OpenMage Magento LTS Insecure File Upload Vulnerability Leading to Remote Code Execution

A remote code execution vulnerability exists in OpenMage Magento Long Term Support (LTS) versions prior to 20.17.0. The issue arises in the product custom option file upload feature, which employs an inadequate blocklist to filter out dangerous file types. This blocklist can be easily circumvented by using alternative PHP-executable extensions, allowing malicious files to be uploaded.

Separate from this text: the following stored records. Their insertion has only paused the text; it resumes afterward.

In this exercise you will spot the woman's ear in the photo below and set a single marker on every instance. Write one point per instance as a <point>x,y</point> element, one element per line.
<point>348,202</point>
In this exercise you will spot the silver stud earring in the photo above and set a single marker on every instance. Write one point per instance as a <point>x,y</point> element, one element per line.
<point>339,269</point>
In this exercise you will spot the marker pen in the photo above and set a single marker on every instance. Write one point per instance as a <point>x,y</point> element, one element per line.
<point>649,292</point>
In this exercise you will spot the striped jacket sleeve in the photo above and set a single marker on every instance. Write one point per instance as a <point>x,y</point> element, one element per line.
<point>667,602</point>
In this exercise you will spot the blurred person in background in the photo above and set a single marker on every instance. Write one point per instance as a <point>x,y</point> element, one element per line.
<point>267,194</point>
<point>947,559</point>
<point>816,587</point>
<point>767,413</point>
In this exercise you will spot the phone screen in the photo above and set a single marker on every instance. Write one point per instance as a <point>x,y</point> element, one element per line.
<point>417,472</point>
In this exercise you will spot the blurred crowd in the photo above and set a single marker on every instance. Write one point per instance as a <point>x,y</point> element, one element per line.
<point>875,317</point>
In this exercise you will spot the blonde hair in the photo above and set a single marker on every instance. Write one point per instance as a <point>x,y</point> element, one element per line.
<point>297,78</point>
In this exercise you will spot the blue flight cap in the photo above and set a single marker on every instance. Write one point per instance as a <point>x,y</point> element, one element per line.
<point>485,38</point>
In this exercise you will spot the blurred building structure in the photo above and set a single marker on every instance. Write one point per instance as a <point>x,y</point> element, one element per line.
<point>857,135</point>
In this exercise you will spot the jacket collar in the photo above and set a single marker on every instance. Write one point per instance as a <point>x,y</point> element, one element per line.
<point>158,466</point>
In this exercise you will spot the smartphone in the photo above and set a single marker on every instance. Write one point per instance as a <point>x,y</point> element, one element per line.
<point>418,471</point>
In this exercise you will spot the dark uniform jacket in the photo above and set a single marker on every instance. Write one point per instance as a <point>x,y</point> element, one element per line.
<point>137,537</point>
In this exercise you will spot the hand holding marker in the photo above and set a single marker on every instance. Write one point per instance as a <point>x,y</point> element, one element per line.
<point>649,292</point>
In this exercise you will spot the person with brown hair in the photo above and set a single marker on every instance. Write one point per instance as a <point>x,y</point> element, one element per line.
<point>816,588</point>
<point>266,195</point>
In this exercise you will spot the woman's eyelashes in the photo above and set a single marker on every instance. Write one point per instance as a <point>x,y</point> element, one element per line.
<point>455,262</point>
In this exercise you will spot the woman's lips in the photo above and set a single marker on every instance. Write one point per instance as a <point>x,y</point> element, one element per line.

The uploaded files are stored in a publicly accessible directory that may not have proper execution restrictions, enabling remote code execution if the directory is not configured to deny script execution.

Impact

Exploitation of this vulnerability allows for remote code execution on the server, with the potential for full compromise through the upload of a web shell. This could lead to unauthorized access and manipulation of server resources, including database credentials and sensitive customer information. Additionally, such access could be used to inject malicious code into content served by the application.

Reproduction

To reproduce this vulnerability, upload a file with a PHP-executable extension that is not blocked by the application's upload validation. This can be done using a tool like curl to send a POST request to the vulnerable upload endpoint, including the malicious file as a form data attachment. Once the file is uploaded, it can be accessed through the media/custom_options/quote/ directory, where the lack of execution restrictions for certain server configurations allows the uploaded file to be executed as a script, resulting in remote code execution.

Remediation

Users can upgrade to OpenMage Magento LTS version 20.17.0 or later, where this vulnerability has been patched.